In the Telegraph today, Beverley Turner is slightly more subtle but conveys the same concerns: “Most mothers who have tried to get their four-year-old son to sit still long enough to watch you peel a pile of carrots will know what I’m talking about. These women go for coffee with other new mums and watch enviously as the little girls crowd around a colouring book for a quiet half-an-hour, while their son climbs up the back of the sofa, knocks over their latte and up-ends a shelf of neatly stacked bottled water.”

It is at precisely this point that I want to assemble all these doctors, parents and newspaper columnists in one place and, in a strictly metaphorical, non-violent way, bang their bloody heads together.

Children are not defined by their biological sex or even their socially constructed gender performance. You may have a child who loves to run, jump, climb, kick footballs and come home caked in mud, and that child may grow to be the next David Beckham or Jessica Ennis. You may raise a child who loves to sit and draw or write stories, who may become the next Alison Bechdel or Alan Moore. If you want your child to learn to sit politely when you’re having coffee, teach your child some manners. If you fantasise about raising a perfect princess who can be dressed exactly as you like, with her hair and make-up done to perfection then buy a Barbie doll because you’re clearly not ready to handle a real human being with a mind of her own.

There is overwhelming evidence that a very large proportion of the variations in gender performance between young boys and young girls can be accounted for by children’s astonishing ability to grow to match our expectations of them. People who believe that boys are uncontrollable monsters will too often find themselves parenting uncontrollable monsters. Meanwhile any parent who is welded to a strict image of how their child will grow and behave is asking for trouble and disappointment. Most children have their own quirks. Some are gender non-conforming. All are a complex mix of learned behaviours, emotions, habits and genes.

Rumbling beneath the unsubtle PR campaign which has driven this week’s news is I suspect, a covert agenda. The private IVF industry would like nothing more than to overturn the law that bans sex selection practices for non-clinical reasons. Such a liberalisation would open up a potentially huge and lucrative market.
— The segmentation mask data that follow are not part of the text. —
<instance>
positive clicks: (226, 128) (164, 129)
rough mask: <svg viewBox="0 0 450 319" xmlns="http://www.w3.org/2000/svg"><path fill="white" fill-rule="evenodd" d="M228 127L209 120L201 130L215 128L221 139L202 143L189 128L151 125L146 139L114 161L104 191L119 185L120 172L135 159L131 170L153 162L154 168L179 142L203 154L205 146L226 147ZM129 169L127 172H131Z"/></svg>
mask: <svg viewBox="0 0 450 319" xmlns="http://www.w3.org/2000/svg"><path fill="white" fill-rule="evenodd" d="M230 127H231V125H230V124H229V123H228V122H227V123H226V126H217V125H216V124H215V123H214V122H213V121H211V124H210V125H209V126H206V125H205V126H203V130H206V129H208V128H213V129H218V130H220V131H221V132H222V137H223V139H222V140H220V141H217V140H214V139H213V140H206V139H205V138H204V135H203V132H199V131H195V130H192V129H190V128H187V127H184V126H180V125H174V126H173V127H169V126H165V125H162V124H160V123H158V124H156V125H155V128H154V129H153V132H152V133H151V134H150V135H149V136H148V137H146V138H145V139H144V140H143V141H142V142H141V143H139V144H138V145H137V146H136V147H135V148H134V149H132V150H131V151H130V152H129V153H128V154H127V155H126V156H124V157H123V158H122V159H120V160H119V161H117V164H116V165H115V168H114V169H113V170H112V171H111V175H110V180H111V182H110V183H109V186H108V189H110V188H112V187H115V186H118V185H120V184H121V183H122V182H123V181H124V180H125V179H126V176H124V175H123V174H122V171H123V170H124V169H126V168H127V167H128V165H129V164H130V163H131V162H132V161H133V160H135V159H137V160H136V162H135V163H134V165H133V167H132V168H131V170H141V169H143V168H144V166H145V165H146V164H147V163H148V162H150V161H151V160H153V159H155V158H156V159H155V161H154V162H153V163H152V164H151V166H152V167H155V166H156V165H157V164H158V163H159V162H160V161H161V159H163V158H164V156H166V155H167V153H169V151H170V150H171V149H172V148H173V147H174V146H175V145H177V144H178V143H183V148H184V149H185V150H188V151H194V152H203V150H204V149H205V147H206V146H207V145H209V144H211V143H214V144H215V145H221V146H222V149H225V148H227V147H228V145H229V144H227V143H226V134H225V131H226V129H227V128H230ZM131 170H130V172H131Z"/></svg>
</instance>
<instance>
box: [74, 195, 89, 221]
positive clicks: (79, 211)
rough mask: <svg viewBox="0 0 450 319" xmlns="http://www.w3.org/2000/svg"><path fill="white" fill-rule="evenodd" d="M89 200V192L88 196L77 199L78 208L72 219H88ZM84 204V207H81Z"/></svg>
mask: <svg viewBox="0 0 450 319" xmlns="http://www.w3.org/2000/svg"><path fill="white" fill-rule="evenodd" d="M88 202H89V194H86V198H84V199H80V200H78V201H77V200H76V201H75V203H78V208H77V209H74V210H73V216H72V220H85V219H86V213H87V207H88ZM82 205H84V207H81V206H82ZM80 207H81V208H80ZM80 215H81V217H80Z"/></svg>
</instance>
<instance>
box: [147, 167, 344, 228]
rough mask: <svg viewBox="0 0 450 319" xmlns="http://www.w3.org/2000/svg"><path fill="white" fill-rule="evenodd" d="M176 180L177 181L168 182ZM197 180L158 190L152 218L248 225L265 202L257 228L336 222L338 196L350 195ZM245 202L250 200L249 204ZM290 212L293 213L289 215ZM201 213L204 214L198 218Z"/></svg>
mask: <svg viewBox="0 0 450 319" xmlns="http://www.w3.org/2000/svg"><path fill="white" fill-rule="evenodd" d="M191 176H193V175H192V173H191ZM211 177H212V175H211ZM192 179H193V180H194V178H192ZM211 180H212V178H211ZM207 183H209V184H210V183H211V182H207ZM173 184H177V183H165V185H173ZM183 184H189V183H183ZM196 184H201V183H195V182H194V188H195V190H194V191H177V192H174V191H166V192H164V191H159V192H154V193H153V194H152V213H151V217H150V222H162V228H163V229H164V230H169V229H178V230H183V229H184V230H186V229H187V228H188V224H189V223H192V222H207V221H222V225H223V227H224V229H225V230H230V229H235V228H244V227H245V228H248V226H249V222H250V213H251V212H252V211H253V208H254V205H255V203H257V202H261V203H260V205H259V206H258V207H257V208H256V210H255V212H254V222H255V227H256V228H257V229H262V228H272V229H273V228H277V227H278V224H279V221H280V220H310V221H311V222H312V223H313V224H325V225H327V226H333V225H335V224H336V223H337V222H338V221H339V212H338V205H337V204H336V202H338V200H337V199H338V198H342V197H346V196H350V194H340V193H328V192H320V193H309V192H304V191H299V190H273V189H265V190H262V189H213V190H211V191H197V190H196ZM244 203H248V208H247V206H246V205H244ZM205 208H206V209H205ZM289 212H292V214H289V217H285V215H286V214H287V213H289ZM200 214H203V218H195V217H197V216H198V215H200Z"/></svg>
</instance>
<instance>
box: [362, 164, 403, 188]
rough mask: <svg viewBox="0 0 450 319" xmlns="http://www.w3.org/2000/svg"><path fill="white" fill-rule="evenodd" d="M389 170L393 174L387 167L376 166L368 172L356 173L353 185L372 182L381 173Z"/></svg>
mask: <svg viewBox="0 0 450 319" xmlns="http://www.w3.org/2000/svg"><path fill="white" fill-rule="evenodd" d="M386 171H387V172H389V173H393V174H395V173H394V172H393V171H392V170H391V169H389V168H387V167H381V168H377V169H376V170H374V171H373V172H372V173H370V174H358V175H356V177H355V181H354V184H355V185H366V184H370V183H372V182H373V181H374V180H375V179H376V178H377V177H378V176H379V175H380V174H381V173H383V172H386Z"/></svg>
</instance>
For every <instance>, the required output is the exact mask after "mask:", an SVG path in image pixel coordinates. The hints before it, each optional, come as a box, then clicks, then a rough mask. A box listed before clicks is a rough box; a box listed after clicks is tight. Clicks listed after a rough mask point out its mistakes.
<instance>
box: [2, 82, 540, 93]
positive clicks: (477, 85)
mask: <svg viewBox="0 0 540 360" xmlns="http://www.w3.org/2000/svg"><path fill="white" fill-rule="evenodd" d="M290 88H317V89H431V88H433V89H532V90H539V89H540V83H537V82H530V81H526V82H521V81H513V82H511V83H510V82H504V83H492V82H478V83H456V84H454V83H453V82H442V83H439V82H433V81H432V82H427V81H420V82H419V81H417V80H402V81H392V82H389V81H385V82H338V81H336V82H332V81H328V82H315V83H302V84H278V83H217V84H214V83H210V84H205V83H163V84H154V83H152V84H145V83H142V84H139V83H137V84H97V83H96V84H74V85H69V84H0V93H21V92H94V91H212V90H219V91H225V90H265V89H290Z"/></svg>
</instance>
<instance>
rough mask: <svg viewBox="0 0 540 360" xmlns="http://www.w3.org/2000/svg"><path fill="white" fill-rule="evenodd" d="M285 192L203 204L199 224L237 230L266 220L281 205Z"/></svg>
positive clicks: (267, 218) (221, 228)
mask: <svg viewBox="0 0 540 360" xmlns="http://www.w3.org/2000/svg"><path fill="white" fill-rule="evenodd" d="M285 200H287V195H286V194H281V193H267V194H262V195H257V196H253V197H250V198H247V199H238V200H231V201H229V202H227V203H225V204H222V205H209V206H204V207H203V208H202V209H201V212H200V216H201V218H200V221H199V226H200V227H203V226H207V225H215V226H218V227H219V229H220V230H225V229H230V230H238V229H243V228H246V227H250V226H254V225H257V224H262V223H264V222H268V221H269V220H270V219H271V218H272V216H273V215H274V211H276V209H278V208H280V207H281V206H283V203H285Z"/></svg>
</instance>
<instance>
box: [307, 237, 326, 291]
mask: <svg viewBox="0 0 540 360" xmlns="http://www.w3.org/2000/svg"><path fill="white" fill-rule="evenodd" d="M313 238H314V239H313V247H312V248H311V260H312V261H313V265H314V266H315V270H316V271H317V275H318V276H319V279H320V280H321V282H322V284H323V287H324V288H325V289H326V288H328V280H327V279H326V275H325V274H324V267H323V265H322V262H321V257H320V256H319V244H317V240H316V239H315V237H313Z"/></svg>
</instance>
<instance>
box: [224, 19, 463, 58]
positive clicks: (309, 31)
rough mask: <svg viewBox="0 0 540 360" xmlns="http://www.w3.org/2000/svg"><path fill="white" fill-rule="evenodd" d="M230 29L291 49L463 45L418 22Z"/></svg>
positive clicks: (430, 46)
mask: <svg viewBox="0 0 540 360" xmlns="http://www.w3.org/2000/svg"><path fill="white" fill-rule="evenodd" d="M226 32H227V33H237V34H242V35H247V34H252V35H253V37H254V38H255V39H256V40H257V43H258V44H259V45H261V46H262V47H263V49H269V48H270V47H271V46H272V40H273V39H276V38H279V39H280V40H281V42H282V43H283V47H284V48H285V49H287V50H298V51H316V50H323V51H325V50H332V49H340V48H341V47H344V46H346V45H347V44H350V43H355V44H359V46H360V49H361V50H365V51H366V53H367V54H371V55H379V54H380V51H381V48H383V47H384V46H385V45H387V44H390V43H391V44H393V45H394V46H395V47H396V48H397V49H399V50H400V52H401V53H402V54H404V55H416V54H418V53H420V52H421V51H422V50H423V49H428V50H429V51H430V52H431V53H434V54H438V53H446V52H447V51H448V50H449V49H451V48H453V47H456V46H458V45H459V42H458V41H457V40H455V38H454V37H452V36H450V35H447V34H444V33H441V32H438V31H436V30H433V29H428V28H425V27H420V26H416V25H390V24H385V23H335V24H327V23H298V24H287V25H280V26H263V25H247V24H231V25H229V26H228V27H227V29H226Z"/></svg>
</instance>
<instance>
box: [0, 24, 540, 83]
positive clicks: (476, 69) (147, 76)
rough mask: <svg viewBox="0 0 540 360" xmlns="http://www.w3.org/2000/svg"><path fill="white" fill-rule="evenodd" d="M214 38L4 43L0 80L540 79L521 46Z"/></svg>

It is pressure which should be, I believe, resisted. This is not so much because it could lead to calamitous sex-ratio problems – I firmly believe the overwhelming majority of parents would continue to think “so long as she or he is healthy I don’t care”. However making sex selection mainstream would validate the false and damaging belief that our social, psychological and emotional destiny is determined by our genitalia. We have spent the past 50 years taking significant steps away from those assumptions, to everyone’s benefit.

This is one of those instances where technological progress can be socially regressive. If you really want a girl, stick to the wooden spoon under the mattress method.